İstanbul Medeniyet Üniversitesi Siyasal Bilgiler Fakültesi İktisat Bölümü Öğretim Üyesi ve Makro Ekonomi Uzmanı Prof. Dr. Seyfettin Erdoğan, Merkez Bankası'nın dolara doğrudan müdahalesine ilişkin, "Merkez Bankası'nın kurlara doğrudan müdahale etmesi ya da dolarda aşırı bir sapma eğilimi ortaya çıktığı zaman doğrudan müdahale etmesi, son derece doğal bir gelişmedir" dedi.
Erdoğan, AA muhabirine yaptığı açıklamada, Merkez Bankası'nın son yıllarda güvenilirliği artan saygın bir kurum haline geldiğini belirterek, bundan dolayı iktisadi birimlerin beklentilerini yönlendirme ve etkileme gücüne sahip olduğunu söyledi.

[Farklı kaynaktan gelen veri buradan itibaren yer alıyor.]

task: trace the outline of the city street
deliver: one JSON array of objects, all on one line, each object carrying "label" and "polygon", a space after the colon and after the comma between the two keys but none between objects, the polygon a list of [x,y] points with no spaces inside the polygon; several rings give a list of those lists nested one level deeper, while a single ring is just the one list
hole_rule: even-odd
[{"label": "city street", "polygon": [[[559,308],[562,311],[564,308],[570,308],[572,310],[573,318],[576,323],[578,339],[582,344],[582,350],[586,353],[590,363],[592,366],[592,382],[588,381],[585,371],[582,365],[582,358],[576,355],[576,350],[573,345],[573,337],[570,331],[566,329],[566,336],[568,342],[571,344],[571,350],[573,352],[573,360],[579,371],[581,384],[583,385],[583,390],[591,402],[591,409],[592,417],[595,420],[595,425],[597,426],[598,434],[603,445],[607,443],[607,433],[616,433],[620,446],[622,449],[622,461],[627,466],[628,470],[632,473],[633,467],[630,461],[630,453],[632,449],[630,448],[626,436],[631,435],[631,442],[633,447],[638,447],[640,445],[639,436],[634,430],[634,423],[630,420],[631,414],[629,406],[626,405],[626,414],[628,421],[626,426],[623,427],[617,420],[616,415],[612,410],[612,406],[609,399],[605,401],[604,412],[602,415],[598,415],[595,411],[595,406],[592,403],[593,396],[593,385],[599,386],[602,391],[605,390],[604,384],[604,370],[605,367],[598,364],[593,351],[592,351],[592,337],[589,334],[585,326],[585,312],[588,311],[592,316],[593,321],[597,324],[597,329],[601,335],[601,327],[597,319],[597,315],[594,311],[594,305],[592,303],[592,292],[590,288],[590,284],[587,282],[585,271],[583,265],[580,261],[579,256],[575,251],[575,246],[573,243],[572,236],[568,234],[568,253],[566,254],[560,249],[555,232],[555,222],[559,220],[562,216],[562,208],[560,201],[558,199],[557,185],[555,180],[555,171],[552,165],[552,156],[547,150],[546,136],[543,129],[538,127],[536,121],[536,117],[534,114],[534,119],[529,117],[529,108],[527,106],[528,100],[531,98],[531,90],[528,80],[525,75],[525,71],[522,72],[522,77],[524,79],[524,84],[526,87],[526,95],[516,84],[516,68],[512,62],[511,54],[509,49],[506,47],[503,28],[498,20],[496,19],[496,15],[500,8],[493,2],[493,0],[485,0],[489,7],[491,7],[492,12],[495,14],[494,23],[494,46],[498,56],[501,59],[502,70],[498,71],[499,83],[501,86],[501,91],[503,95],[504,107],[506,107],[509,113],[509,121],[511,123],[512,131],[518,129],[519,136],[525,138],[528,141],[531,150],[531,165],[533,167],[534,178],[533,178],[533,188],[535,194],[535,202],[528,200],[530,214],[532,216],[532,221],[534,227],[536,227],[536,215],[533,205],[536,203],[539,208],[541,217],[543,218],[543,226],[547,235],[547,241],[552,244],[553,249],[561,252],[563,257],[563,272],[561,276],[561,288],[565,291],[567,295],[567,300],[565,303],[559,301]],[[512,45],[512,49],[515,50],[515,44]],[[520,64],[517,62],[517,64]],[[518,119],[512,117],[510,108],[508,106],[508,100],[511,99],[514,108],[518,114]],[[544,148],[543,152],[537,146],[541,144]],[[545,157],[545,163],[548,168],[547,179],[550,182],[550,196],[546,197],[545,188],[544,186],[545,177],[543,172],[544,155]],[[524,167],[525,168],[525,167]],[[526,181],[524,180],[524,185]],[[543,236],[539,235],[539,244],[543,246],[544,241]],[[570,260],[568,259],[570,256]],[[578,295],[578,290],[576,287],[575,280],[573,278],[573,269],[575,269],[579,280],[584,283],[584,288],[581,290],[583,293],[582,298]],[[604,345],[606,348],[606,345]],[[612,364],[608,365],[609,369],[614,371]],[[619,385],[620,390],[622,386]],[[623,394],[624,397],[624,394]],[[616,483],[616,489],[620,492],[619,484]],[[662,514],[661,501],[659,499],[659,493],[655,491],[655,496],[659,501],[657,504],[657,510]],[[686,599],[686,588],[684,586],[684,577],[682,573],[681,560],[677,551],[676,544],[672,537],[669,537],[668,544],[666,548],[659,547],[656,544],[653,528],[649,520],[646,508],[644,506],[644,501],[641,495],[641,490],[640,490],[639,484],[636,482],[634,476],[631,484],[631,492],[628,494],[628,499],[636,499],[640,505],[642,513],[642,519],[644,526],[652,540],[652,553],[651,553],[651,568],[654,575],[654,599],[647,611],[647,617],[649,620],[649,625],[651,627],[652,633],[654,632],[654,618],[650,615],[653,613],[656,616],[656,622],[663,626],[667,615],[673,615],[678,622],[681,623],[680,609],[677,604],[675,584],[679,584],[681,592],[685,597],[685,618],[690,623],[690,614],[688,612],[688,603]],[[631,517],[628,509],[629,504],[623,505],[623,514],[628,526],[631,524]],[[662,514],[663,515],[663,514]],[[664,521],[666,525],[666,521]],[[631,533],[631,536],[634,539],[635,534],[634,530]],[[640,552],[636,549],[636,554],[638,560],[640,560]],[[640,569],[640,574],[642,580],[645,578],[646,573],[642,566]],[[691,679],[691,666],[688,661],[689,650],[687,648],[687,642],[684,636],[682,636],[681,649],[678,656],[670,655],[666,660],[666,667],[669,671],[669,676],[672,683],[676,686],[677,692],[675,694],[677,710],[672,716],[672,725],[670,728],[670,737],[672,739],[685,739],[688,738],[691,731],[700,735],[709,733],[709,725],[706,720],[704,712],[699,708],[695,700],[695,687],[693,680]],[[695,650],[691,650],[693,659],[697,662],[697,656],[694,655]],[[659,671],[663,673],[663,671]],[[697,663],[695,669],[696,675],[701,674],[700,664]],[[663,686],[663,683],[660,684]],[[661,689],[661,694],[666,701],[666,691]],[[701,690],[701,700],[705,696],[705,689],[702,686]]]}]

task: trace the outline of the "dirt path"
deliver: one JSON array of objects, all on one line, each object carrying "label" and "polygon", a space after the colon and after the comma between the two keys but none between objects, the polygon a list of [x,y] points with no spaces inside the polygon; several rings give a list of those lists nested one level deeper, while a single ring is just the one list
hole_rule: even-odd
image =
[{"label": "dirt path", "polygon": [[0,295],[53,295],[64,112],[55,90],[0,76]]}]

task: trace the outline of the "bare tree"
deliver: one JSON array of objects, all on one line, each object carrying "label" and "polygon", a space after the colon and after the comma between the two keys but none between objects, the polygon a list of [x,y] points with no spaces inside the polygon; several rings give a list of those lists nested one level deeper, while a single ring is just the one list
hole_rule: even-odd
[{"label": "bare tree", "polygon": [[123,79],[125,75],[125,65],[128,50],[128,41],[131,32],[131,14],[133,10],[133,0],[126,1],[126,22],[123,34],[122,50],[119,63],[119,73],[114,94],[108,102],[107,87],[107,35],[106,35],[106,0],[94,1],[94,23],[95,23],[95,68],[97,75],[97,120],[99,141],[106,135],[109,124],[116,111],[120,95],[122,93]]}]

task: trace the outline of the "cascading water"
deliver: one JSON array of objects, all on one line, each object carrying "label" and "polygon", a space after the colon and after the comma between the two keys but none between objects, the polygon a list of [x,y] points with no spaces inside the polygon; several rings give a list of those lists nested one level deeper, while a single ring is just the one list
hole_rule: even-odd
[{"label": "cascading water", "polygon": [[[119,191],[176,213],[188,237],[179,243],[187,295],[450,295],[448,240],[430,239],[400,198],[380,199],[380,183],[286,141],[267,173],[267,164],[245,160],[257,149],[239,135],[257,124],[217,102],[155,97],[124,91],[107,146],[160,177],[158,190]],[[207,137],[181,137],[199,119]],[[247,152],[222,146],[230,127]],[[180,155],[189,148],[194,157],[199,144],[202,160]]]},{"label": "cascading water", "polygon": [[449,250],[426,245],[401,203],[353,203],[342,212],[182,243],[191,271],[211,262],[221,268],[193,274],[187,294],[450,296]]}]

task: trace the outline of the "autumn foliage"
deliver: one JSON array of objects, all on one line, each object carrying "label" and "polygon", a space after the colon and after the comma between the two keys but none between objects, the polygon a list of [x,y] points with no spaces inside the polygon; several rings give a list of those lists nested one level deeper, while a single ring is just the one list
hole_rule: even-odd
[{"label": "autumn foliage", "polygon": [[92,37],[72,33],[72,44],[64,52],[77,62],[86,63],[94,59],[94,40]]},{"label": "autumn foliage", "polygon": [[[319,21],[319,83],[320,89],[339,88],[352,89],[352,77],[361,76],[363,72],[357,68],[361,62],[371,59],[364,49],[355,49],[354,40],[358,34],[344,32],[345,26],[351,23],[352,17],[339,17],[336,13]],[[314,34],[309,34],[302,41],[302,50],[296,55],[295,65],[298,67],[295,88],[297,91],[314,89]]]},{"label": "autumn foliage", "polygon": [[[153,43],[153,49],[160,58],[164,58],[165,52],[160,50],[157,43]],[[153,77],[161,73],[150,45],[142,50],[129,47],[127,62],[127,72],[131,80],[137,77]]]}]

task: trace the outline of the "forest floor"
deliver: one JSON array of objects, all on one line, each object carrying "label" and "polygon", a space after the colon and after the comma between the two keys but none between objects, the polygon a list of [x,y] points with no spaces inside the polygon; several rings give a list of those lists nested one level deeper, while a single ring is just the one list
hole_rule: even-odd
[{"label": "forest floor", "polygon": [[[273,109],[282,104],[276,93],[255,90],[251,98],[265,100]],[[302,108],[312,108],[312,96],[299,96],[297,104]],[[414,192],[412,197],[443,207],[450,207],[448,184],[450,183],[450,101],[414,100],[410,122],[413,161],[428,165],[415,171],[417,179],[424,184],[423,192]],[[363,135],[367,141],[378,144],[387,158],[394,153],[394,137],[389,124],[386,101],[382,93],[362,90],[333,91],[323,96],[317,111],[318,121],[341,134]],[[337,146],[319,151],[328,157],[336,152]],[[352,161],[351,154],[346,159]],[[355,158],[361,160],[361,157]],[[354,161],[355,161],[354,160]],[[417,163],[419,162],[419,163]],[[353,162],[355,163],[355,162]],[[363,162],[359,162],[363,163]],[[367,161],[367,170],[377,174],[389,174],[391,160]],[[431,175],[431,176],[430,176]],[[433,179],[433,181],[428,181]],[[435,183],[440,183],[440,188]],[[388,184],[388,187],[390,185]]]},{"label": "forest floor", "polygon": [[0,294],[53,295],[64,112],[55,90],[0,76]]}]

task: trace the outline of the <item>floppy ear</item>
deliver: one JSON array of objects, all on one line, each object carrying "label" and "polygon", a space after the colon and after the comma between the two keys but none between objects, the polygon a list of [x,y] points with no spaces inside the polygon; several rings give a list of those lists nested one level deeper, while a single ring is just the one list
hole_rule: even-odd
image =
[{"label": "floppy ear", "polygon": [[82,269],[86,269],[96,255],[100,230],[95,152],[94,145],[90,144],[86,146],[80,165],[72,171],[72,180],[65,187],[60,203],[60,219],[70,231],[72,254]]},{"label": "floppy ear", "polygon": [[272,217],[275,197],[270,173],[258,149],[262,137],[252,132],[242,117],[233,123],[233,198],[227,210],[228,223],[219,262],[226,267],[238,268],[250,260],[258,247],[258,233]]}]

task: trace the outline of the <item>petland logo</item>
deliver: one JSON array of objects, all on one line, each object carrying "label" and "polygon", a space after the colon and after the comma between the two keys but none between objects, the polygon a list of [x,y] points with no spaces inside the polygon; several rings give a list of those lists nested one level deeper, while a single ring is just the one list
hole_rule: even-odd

Bütün ülkelerin merkez bankalarının kurlardaki bu tür artışlara müdahale edebileceğini anlatan Erdoğan, kurlardaki artışların enerji fiyatlarını, borç stoğunu etkileyebileceğini, kurlardan enflasyona doğru bir geçişkenliğin söz konusu olabileceğini ve kurların faizlerde artış beklentisini tetikleyebileceğini kaydetti.
Prof. Dr. Erdoğan, "Dolayısıyla, Merkez Bankası'nın kurlara doğrudan müdahale etmesi ya da dolarda aşırı bir sapma eğilimi ortaya çıktığı zaman doğrudan müdahale etmesi, son derece doğal bir gelişmedir" ifadesini kullandı.
Erdoğan, Merkez Bankası'nın bütün bu beklentileri kırmak adına kurlarda aşırı bir artış eğilimi çıktığında, müdahale ederek o artış eğilimini elemine edebileceğini vurgulayarak, "İhracat-ithalat, enflasyon, faiz, doğrudan yabancı yatırımlar gibi makro ekonomik değişkenlerde olası bir sapma eğilimini önlemek amacıyla Merkez Bankası'nın bu tarz müdahalesi iktisadi birimlerin psikolojisini olumlu yönde etkiler. Bu şekilde okumak lazım" diye konuştu.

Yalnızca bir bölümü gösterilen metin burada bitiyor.